Für unseren Hörtest schließen wir einen CD-Player sowie unsere Referenzmonitore, zwei ADAM S3X-H, am HQ an. Mit dem CD-Player spielen wir mehrere uns gut bekannte Aufnahmen ab, darunter Pink Floyds „Wish you were here“ und Keith Jarretts „The Köln Concert.“ Sämtliche Aufnahmen klingen über den HQ ausgewogen, dynamisch sehr fein aufgelöst und klar. Alle musikalischen Kleinstelemente erscheinen präzise und sauber voneinander separiert, sodass die Musik in all ihren Dimensionen und unverfälscht wahrgenommen werden kann. Das ganze Frequenzspektrum wird so ausgeglichen wiedergegeben, dass wir subjektiv keinerlei charakteristische Verfärbungen ausmachen können. Auch notorische Lauthörer sind mit dem HQ bestens bedient: Die im Test maximal über längere Zeit erträgliche Lautstärke ist schon mit einer Drehreglerstellung auf 12 Uhr erreicht. Zum Vergleich hören wir noch einmal alle Aufnahmen über den Funk MTX-Monitore.V3a und den SPL MTC 2381. Beide Controller leisten uns seit einigen Jahren im Professional audio-Teststudio sehr gute Dienste.Die klanglichen Unterschiede zwischen allen drei Controllern sind im Test so gering, dass nur langes, ausgiebiges Vergleichshören und Wechseln Aufschluss gibt. Nach längerem Hören wirken Drawmer- und Funk-Controller um eine Winzigkeit klarer als das SPL-Gerät. Der HQ übertrifft hingegen beide Kontrahenten mit seiner extrem feinen und akribischen Dynamikauflösung. Ein winziger klanglicher Unterschied zwischen dem Drawmer und den beiden anderen Geräten fällt uns nur bei der Keith Jarrett-Aufnahme auf. Treten die Melodie-Töne zwischen a und a‘ über den SPL- und den Funk-Controller scharf, perkussiv und fast schmerzhaft hervor, wirken diese über den Drawmer-Controller um eine winzige Nuance milder. Der Unterschied ist jedoch so verschwindend gering, dass wir mit Hilfe der anderen Aufnahmen nicht verifizieren können, ob es sich tatsächlich um eine Verfärbung oder lediglich um eine gefühlte Abmilderung handelt, die durch das Mehr an Klarheit und die feinere dynamische Auflösung wahrgenommen wird.
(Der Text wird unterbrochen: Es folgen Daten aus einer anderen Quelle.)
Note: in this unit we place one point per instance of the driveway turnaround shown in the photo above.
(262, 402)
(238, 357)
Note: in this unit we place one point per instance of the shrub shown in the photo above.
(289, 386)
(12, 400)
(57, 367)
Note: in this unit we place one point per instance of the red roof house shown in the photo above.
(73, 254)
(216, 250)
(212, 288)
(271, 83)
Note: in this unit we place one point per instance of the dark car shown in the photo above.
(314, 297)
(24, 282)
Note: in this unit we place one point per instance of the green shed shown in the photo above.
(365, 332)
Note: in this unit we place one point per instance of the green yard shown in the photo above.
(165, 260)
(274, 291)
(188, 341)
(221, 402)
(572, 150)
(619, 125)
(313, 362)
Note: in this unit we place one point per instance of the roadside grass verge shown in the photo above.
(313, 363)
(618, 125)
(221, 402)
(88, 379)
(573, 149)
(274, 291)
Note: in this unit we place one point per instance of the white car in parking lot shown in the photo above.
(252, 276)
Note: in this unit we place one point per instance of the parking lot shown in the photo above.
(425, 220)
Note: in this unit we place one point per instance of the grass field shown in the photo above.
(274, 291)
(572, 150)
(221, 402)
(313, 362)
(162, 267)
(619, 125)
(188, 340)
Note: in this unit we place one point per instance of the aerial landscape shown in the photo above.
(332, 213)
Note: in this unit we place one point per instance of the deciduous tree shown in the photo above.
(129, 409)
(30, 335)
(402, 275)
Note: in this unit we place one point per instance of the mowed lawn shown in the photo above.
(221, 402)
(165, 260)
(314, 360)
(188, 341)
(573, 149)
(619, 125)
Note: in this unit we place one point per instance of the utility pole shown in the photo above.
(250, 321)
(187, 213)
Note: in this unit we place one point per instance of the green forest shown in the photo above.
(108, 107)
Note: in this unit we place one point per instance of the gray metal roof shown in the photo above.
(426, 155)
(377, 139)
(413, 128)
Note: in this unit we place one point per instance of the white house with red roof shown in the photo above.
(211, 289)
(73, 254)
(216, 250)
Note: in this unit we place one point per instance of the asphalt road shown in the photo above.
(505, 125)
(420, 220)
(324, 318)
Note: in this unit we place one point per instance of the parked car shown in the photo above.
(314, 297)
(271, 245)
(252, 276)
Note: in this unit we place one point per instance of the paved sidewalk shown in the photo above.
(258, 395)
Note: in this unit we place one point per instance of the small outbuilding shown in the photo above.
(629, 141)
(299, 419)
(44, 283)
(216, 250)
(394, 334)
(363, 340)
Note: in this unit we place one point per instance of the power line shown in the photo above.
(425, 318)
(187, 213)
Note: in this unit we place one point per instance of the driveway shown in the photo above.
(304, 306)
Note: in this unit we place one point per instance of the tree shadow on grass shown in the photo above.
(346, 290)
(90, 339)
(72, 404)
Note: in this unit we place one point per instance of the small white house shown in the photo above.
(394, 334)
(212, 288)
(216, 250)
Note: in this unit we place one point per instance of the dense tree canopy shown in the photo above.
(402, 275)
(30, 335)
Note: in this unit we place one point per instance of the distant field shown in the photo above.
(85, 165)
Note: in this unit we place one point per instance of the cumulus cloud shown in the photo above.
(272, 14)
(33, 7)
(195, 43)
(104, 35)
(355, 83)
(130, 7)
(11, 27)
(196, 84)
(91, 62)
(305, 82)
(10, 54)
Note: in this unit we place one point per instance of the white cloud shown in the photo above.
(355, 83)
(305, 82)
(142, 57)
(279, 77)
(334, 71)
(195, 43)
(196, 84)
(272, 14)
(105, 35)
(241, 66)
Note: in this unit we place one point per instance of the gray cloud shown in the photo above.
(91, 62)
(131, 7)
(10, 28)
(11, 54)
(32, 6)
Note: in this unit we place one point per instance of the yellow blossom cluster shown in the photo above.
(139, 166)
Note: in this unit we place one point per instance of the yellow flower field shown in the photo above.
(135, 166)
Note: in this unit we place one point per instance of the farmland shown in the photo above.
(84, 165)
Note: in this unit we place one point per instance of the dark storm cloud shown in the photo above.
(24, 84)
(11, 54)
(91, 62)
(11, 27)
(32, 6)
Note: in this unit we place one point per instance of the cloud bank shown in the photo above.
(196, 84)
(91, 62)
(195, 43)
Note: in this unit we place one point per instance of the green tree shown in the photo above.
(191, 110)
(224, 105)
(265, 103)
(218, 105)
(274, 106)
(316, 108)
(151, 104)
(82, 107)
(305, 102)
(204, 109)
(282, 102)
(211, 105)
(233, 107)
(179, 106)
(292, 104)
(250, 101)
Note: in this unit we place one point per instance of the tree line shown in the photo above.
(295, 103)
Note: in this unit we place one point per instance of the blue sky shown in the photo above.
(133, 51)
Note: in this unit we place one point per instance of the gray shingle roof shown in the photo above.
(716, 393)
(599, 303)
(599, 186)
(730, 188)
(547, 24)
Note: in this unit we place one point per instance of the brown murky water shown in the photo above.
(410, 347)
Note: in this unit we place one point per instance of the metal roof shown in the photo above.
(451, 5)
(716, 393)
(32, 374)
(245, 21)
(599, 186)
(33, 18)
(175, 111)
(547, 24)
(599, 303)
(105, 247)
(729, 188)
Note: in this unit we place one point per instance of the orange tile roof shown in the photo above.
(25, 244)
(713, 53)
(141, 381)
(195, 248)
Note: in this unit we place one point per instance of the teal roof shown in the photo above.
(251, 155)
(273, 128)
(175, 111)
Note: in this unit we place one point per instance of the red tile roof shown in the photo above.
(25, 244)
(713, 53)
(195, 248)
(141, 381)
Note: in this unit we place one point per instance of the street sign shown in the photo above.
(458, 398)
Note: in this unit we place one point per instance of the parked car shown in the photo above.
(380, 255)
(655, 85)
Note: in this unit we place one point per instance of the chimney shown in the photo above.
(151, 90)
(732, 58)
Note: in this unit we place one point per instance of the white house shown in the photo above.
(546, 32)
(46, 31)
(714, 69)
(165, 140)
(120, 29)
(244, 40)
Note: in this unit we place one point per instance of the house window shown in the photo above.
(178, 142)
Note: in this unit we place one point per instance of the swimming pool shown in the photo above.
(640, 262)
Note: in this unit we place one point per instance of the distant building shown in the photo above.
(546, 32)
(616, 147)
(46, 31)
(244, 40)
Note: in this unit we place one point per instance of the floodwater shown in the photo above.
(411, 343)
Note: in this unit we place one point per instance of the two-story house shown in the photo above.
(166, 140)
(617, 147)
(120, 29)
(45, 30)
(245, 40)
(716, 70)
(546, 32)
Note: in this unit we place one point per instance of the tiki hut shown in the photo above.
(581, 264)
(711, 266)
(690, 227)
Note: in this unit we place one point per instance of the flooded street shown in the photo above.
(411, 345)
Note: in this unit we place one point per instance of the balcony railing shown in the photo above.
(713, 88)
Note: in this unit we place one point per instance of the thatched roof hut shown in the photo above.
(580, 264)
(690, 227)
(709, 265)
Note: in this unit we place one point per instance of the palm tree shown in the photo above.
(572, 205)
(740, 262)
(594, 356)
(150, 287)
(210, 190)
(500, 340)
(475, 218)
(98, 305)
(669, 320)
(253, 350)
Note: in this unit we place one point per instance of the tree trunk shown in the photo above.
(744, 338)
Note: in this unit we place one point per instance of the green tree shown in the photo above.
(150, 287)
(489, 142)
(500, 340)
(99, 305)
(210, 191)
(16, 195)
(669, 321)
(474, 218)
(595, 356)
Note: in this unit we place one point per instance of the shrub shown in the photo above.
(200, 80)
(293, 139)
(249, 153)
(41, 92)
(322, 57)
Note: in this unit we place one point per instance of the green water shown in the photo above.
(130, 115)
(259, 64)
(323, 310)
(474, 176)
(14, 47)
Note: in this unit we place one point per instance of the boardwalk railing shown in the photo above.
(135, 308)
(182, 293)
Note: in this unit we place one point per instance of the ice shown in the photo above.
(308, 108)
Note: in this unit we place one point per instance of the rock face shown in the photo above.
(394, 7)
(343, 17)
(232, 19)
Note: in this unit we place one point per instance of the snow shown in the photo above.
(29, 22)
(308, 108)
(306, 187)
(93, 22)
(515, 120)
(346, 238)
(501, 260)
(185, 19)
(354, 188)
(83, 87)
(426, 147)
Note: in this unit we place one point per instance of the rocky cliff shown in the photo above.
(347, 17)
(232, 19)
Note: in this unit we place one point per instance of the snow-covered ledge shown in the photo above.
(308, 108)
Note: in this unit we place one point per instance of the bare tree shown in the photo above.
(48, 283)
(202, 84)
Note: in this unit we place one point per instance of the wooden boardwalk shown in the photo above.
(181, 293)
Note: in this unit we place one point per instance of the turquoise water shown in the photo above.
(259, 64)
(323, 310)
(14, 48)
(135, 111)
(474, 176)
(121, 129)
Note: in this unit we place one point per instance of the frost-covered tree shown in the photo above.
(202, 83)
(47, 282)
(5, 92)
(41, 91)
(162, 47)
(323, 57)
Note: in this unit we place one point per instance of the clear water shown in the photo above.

Unser positiver Gesamteindruck des HQ-Klangbilds bleibt ungetrübt.

Fazit

Insgesamt gesehen ist der Drawmer HQ in seiner Eigenschaft als Monitoring-Controller, DA-Wandler und Phonovorverstärker ein vielseitig nutzbares Studiogerät, das mit einem feinen Klangbild punkten kann. Ärgerlich ist hingegen, dass alle wichtigen Controller-Features nur durch Zukauf der teuren Fernbedienung zugänglich sind.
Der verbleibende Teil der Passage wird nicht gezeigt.